The problem with "legacy" revision
For a generation of UK medical students and doctors, revision has meant one thing: PassMedicine. It is the institution of British medical exams. But it has a flaw.
The "legacy" method of revision relies on brute force. You buy a subscription, you are presented with a bank of 10,000 static questions, and you start grinding. After 300 questions in a row, you enter "zombie mode." You are clicking answers based on pattern recognition of the question stem ("I remember this patient, the answer is C"), rather than clinical reasoning.
This creates the problem of disconnected knowledge. You learn the answer to the question, but you don't necessarily learn the topic. You memorise that a certain vignette equals "Amoxicillin," but you struggle to apply the underlying antibiotic guidelines when the vignette changes slightly.
The iatroX solution: smart, not just big
iatroX is not just a question bank; it is an intelligent revision partner designed to break the cycle of passive clicking.
1. Adaptive learning
Legacy apps give you random questions. iatroX gives you the right question. Its adaptive engine analyses your performance in real-time. If you consistently answer Cardiology questions correctly but fail on Respiratory, iatroX stops serving you the stuff you know.
Instead, it targets your weak spots. It notices you are struggling with Heart Failure management and adapts your session to drill those specific concepts until you prove mastery. It turns revision from a memory test into a targeted workout.
2. The "Ask & Learn" loop
This is the game-changer. In a traditional app, if you don't understand an explanation, you have to close the app, open Google, search for the guideline, filter through the ads, read the PDF, and then try to remember what the original question was.
With iatroX, you stay in the flow.
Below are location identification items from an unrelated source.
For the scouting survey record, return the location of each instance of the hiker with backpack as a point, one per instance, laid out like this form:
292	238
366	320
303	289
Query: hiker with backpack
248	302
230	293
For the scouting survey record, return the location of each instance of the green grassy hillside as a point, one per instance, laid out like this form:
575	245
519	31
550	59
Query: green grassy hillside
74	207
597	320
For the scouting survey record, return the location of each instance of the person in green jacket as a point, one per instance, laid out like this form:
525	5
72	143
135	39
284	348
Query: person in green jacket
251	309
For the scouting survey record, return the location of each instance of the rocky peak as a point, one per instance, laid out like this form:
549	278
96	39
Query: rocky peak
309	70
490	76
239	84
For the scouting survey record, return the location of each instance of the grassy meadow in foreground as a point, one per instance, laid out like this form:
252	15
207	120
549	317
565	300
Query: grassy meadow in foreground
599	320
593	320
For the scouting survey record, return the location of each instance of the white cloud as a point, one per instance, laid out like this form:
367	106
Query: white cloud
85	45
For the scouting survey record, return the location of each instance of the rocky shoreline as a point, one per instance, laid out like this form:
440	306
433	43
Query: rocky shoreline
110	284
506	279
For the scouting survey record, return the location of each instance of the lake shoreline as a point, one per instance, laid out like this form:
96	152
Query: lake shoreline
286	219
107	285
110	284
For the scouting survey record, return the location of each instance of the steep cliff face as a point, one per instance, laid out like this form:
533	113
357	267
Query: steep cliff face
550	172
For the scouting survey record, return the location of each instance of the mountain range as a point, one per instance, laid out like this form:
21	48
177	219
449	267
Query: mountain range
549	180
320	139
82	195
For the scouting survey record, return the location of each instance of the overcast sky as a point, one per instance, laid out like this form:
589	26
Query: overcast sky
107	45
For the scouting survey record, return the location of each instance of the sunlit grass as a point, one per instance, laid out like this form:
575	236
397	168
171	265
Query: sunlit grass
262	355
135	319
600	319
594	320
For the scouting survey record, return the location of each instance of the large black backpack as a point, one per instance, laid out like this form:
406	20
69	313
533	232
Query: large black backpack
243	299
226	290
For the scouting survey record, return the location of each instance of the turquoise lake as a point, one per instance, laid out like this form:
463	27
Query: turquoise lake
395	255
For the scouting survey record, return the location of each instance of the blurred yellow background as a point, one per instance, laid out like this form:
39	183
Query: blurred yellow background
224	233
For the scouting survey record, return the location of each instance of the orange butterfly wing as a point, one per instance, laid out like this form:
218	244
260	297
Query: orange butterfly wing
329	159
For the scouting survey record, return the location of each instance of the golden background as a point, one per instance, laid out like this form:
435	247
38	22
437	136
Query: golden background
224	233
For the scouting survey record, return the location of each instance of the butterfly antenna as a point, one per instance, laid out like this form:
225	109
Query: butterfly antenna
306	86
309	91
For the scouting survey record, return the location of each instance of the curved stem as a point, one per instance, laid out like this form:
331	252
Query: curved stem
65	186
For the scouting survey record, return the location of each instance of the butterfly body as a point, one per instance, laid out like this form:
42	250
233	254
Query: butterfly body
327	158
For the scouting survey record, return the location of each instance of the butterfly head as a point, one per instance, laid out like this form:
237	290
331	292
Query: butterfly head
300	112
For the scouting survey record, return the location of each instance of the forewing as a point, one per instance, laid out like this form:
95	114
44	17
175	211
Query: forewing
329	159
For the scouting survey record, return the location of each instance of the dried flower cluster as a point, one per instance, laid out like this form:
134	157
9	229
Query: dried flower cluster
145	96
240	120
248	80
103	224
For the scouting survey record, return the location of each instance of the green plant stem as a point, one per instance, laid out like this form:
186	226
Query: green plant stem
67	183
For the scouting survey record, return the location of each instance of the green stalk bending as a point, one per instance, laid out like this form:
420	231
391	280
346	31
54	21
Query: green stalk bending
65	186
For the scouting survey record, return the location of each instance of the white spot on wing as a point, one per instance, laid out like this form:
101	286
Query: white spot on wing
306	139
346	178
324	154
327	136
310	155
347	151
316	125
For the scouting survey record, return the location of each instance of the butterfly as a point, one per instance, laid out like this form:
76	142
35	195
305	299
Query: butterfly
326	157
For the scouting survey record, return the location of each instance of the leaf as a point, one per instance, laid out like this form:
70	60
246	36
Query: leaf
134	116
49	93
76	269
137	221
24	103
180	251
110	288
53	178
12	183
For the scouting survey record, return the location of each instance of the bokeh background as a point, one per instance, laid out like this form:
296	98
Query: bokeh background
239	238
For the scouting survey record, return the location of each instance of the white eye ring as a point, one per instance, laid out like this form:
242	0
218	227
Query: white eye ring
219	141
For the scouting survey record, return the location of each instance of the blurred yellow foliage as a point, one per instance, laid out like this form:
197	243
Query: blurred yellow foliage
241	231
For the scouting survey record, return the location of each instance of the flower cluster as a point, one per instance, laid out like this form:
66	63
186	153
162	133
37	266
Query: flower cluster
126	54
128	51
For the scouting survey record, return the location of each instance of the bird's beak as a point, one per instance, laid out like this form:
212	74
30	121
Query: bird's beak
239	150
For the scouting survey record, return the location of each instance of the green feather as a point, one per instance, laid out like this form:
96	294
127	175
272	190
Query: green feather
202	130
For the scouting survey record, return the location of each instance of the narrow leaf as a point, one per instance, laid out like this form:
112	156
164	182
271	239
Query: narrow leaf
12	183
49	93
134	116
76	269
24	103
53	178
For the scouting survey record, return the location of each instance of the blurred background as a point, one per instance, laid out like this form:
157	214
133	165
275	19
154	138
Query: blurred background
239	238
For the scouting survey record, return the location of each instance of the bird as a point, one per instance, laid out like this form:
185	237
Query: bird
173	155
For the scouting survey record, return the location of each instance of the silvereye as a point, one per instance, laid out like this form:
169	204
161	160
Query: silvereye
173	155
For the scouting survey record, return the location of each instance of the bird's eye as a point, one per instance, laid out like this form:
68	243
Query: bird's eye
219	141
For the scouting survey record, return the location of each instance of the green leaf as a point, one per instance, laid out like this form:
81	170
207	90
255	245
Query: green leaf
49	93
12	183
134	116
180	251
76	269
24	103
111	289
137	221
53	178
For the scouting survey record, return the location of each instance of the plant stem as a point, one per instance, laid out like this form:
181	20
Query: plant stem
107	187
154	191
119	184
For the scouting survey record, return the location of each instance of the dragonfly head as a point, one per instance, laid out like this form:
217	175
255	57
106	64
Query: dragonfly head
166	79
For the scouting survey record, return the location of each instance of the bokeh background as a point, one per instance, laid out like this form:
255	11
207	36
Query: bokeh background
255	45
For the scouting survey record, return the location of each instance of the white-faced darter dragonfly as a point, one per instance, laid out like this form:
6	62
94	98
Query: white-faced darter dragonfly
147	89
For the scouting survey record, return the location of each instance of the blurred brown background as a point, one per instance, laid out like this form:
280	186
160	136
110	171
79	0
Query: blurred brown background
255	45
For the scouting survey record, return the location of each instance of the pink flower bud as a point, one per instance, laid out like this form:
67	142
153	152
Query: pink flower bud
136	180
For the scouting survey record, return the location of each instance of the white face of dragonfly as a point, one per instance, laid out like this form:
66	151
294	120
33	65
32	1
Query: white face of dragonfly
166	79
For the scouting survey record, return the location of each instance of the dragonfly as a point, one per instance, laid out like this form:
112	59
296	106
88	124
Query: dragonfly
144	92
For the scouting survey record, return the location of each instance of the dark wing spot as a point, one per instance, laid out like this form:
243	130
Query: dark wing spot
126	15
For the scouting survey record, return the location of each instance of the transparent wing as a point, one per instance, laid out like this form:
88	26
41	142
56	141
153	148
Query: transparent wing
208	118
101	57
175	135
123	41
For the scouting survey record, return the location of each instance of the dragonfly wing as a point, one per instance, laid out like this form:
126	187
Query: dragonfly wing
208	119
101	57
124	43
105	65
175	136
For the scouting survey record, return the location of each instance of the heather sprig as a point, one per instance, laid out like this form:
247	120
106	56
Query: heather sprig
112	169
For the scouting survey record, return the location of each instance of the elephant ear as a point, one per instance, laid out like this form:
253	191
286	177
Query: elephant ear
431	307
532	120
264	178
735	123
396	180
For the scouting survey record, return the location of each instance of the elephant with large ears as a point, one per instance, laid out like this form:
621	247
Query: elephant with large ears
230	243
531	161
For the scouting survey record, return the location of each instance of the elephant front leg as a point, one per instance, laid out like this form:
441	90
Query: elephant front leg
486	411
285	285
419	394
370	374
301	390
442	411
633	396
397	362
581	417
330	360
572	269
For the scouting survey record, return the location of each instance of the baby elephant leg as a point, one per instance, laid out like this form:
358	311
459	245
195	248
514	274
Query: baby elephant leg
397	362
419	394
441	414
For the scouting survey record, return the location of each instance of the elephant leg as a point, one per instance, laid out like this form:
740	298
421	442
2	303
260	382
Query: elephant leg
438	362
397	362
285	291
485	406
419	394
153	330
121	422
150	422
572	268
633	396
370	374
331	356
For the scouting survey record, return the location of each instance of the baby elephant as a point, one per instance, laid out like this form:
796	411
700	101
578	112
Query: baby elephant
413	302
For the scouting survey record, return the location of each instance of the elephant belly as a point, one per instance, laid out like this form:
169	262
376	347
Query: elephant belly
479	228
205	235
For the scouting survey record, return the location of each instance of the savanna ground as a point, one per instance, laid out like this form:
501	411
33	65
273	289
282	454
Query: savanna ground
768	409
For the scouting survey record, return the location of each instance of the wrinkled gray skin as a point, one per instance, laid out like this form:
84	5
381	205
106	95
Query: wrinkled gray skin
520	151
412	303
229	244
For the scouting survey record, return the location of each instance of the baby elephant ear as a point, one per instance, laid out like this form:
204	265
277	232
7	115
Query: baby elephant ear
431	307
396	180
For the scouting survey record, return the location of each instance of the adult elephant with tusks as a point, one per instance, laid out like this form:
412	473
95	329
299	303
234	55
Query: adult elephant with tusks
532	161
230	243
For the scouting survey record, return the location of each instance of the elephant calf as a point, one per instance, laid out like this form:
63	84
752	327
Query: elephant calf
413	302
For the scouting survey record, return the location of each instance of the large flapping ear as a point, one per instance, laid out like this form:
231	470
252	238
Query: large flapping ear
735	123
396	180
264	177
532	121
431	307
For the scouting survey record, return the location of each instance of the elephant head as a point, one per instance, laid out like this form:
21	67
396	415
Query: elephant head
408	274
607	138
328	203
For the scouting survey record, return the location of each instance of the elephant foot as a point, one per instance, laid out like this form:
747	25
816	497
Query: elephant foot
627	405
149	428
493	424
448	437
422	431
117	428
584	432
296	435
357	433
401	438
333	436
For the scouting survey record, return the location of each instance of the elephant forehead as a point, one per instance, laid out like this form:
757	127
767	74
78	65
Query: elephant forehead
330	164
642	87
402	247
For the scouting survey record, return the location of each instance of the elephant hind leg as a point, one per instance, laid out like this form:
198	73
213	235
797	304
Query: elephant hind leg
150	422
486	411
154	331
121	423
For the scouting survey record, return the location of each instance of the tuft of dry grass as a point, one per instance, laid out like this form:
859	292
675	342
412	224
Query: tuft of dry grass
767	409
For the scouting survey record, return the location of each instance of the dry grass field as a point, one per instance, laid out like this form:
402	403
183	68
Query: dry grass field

Uniquely, you can use Ask iatroX to query the concept immediately without leaving the revision session.
- Stuck on a question? Ask: "Explain the 2025 BTS Asthma ladder changes."
- Confused by a distractor? Ask: "Why is D-dimer not appropriate here?"
You get an instant, cited answer, clarify the concept, and return to your questions in seconds.
Specific exam use-cases
UKMLA / Medical Finals
The new MLA content map is broad and can feel random. Legacy banks often struggle to balance this breadth. iatroX's adaptive engine ensures that you are not over-revising common topics while neglecting the niche areas that often appear in the new format exams.
MRCGP AKT
The AKT is famous for being pedantic about guidelines. It doesn't care what you do in your practice; it cares what the specific paragraph in the NICE guideline says.
- The Legacy Problem: Traditional Q-bank explanations are summaries written by humans. They can be out of date or slightly paraphrased.
- The iatroX Advantage: iatroX retrieves the exact NICE guideline paragraph. When you ask "What is the driving rule for a first seizure?", it doesn't give you an opinion; it gives you the DVLA/NICE citation. For the AKT, this precision is the difference between a pass and a fail.
MSRA
For the Clinical Problem Solving paper, rote memorisation fails because the scenarios are designed to test judgement. iatroX's ability to explain the rationale behind a management hierarchy helps you understand the "why," which is essential for the MSRA's specific question style.
Verdict
If you want to brute-force your way through 10,000 questions and hope enough stick, use the legacy tools. PassMedicine is for volume.
If you want to target your weaknesses, understand the guidelines, and revise efficiently, use the modern tool. iatroX is for understanding.